Blank Verse: poetry written in unrhymed iambic pentameter lines.
Free Verse: Poetry not written in a regular rhythmical pattern, or meter. Free verse seeks to capture the rhythms of speech.
Figure of speech: an expression that uses words in a non-literal way.
Refrain: the repetition of words, phrases, line, or lines according to a pattern.
Symbol: anything that stands for or represents something else.
Epic: a long narrative poem about the deeds of gods or heroes.
Sonnet: a 14-line lyric poem, usually written in rhymed iambic pentameter.

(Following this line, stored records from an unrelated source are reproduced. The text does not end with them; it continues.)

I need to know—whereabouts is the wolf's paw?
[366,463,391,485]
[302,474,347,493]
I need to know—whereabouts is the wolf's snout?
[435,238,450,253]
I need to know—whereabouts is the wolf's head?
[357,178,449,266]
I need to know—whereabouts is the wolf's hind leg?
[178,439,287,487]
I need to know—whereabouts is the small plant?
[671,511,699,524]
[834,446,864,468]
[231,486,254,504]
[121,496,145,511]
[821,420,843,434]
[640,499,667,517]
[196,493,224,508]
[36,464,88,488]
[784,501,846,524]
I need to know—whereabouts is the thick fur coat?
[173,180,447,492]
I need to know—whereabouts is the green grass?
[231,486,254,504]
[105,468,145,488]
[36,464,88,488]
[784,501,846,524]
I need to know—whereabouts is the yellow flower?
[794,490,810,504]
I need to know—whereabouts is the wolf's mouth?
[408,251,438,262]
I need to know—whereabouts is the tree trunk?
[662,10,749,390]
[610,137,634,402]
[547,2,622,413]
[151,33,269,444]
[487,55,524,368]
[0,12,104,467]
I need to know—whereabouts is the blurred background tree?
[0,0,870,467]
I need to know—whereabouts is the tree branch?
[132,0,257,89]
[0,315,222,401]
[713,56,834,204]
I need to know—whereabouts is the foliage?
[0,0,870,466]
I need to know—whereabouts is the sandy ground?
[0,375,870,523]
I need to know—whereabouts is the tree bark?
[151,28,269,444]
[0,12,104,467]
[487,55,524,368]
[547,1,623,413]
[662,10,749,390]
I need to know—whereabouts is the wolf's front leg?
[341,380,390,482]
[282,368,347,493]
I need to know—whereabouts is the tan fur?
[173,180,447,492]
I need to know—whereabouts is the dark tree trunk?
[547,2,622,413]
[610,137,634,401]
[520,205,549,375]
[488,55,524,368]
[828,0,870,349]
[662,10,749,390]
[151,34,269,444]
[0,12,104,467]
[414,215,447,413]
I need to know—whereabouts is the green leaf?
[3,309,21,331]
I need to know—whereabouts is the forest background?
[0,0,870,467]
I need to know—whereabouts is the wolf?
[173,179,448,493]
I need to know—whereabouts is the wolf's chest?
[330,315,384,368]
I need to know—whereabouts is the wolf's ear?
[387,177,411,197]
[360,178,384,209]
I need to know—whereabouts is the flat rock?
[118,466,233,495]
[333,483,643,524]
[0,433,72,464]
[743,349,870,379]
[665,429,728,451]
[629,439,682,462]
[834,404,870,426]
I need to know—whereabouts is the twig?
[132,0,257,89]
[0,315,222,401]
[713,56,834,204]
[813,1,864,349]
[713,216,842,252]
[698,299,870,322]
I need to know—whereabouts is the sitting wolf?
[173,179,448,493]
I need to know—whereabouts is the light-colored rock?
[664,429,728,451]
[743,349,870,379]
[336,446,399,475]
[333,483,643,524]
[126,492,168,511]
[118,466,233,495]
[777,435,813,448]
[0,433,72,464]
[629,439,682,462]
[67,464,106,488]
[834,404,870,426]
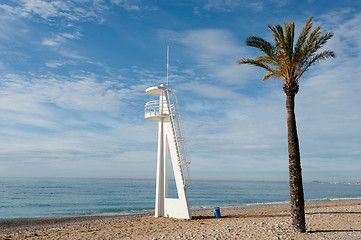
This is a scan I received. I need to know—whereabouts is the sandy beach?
[0,199,361,240]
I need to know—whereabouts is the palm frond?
[238,58,272,71]
[262,71,278,82]
[302,50,336,72]
[294,17,313,60]
[246,36,276,60]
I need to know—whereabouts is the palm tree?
[238,17,335,232]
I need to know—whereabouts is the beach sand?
[0,199,361,240]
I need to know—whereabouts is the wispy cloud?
[159,29,256,88]
[41,32,81,47]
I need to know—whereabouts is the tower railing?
[145,100,175,118]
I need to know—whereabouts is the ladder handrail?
[164,89,190,189]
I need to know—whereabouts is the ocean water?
[0,178,361,220]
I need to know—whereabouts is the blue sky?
[0,0,361,181]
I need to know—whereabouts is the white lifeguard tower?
[145,48,192,219]
[145,84,192,219]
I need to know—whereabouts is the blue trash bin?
[214,207,221,218]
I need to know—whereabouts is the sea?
[0,178,361,220]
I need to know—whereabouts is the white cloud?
[159,29,257,88]
[41,32,81,47]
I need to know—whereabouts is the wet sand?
[0,199,361,240]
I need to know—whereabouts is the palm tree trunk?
[286,92,306,232]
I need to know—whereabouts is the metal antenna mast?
[167,46,169,87]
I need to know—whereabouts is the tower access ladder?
[165,89,191,189]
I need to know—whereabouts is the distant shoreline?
[0,199,361,239]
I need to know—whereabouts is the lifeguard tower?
[145,83,192,219]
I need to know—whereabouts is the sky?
[0,0,361,182]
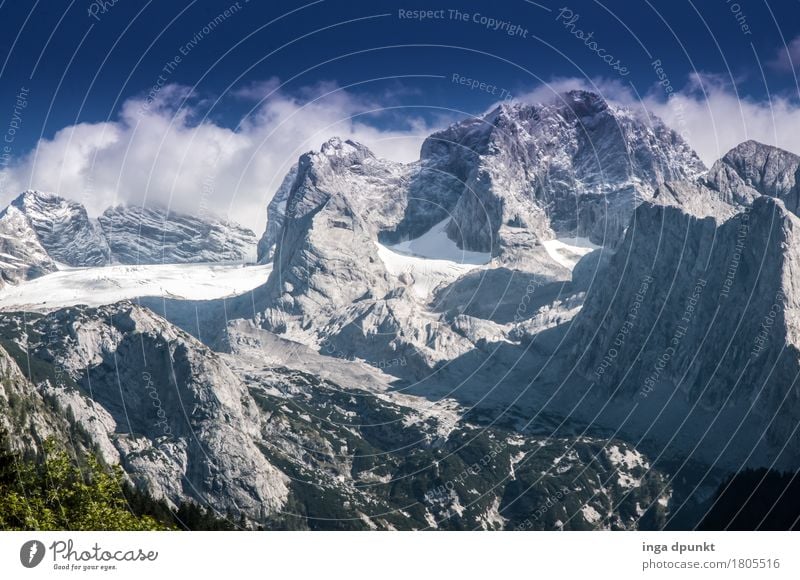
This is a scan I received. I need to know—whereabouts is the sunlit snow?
[376,218,491,298]
[542,237,600,270]
[0,264,272,310]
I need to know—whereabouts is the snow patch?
[376,218,492,298]
[0,264,272,310]
[542,237,600,270]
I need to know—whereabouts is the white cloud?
[6,74,800,234]
[767,36,800,72]
[0,80,433,234]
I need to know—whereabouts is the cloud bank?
[0,74,800,234]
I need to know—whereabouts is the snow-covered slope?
[376,220,491,299]
[0,190,256,285]
[0,191,109,283]
[0,264,272,310]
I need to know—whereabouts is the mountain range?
[0,91,800,529]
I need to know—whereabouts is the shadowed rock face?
[432,91,704,251]
[252,92,703,368]
[704,141,800,214]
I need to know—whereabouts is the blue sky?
[0,0,800,231]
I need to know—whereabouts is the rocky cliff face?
[0,303,670,529]
[98,206,256,264]
[0,191,256,284]
[423,91,704,252]
[0,191,110,283]
[572,144,800,465]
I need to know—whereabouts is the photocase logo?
[19,540,45,568]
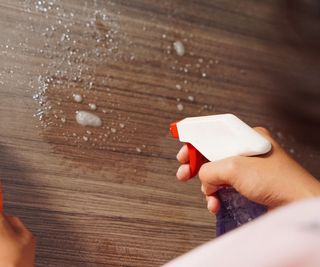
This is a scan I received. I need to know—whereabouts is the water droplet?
[177,103,184,111]
[173,41,185,57]
[89,103,97,110]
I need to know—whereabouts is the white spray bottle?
[170,114,272,235]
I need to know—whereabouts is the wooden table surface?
[0,0,319,267]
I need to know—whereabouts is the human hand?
[177,127,320,213]
[0,213,35,267]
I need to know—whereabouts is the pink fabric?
[163,198,320,267]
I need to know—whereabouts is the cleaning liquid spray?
[170,114,272,236]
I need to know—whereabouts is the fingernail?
[177,164,190,180]
[177,146,188,162]
[207,198,214,214]
[201,184,205,194]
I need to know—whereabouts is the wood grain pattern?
[0,0,320,267]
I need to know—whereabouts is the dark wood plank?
[0,0,319,267]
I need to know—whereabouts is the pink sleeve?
[163,198,320,267]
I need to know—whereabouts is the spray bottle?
[170,114,272,236]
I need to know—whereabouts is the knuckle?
[254,126,271,136]
[199,163,210,183]
[225,157,241,176]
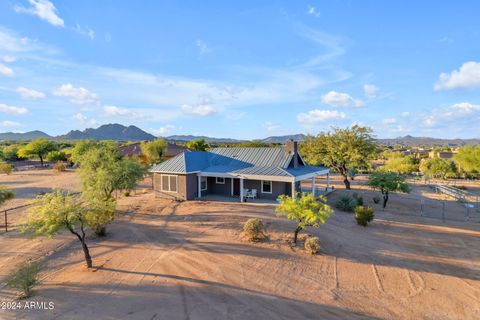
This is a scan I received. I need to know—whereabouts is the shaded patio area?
[195,194,278,205]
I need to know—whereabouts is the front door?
[232,178,240,196]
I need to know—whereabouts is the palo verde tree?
[22,190,115,268]
[380,152,418,174]
[276,193,333,244]
[300,125,377,189]
[0,185,15,206]
[72,141,144,236]
[420,158,457,179]
[368,171,410,209]
[186,139,210,151]
[453,145,480,176]
[140,139,168,164]
[18,138,55,167]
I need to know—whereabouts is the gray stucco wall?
[243,180,291,200]
[153,173,197,200]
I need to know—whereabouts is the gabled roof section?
[210,147,293,168]
[150,151,211,173]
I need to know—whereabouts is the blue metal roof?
[150,147,327,177]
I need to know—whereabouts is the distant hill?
[377,136,480,147]
[262,133,307,143]
[165,135,244,143]
[56,123,155,141]
[0,130,53,141]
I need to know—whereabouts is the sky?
[0,0,480,139]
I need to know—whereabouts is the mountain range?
[0,123,480,146]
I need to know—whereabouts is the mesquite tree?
[368,171,410,209]
[300,125,377,189]
[276,193,333,244]
[22,190,115,268]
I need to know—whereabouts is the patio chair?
[247,189,257,199]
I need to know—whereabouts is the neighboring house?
[118,142,192,159]
[150,141,329,201]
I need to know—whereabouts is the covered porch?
[196,169,330,202]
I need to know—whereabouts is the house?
[150,141,330,202]
[118,142,192,159]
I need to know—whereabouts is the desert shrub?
[305,237,320,254]
[243,218,265,241]
[53,161,67,172]
[7,262,41,299]
[335,196,357,212]
[355,206,374,227]
[355,196,363,207]
[45,150,67,162]
[0,163,13,174]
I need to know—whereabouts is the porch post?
[325,172,330,192]
[312,177,315,197]
[292,180,297,199]
[197,174,202,198]
[240,178,244,202]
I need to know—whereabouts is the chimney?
[285,139,298,168]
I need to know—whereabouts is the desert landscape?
[0,170,480,319]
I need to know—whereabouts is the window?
[262,180,272,193]
[200,177,208,191]
[161,174,178,192]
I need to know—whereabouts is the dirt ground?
[0,173,480,320]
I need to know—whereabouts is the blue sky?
[0,0,480,139]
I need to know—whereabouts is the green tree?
[22,190,114,268]
[18,138,55,167]
[368,171,410,209]
[2,144,20,161]
[420,158,457,179]
[300,125,376,189]
[0,185,15,206]
[187,139,209,151]
[140,139,168,164]
[381,152,418,174]
[276,193,333,244]
[45,150,67,162]
[453,145,480,176]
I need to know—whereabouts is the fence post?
[442,201,445,223]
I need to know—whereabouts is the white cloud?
[321,91,365,108]
[73,113,98,126]
[0,103,28,115]
[14,0,64,27]
[308,7,320,17]
[150,124,176,135]
[0,120,20,128]
[297,109,347,124]
[0,56,17,63]
[422,102,480,127]
[73,23,95,40]
[0,63,14,77]
[195,39,212,54]
[434,61,480,91]
[180,104,217,116]
[16,87,45,100]
[363,84,379,98]
[382,118,397,125]
[263,121,280,131]
[53,83,97,105]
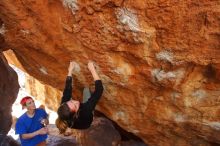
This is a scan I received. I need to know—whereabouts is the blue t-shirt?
[15,108,48,146]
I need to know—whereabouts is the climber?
[56,61,103,134]
[15,96,49,146]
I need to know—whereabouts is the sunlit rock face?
[0,52,19,134]
[0,0,220,146]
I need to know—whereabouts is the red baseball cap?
[20,96,33,109]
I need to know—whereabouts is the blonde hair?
[55,117,68,134]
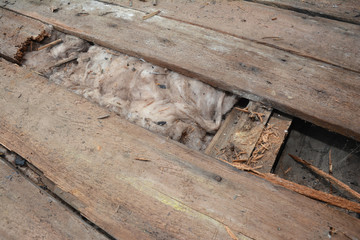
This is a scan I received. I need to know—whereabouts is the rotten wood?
[0,8,50,63]
[1,0,360,140]
[101,0,360,72]
[252,112,292,173]
[246,0,360,24]
[289,154,360,201]
[37,39,62,51]
[143,10,160,20]
[257,172,360,213]
[0,159,108,240]
[0,60,360,239]
[205,101,271,163]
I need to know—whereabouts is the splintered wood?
[0,8,50,63]
[289,154,360,201]
[0,60,360,239]
[205,102,291,172]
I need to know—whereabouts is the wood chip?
[225,226,238,240]
[37,39,62,51]
[289,154,360,201]
[97,114,110,119]
[134,158,151,162]
[50,57,77,68]
[143,10,161,20]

Lyric poem: a highly musical verse that expresses the observations and feelings of a single speaker.
Homophone: one of two or more words pronounced alike but different in meaning or spelling (as the words to, too, and two)
Homograph: one of two or more words spelled alike but different in meaning or pronunciation (as the bow of a ship, a bow and arrow)
Paradox: a statement that seems contradictory but that actually may be true.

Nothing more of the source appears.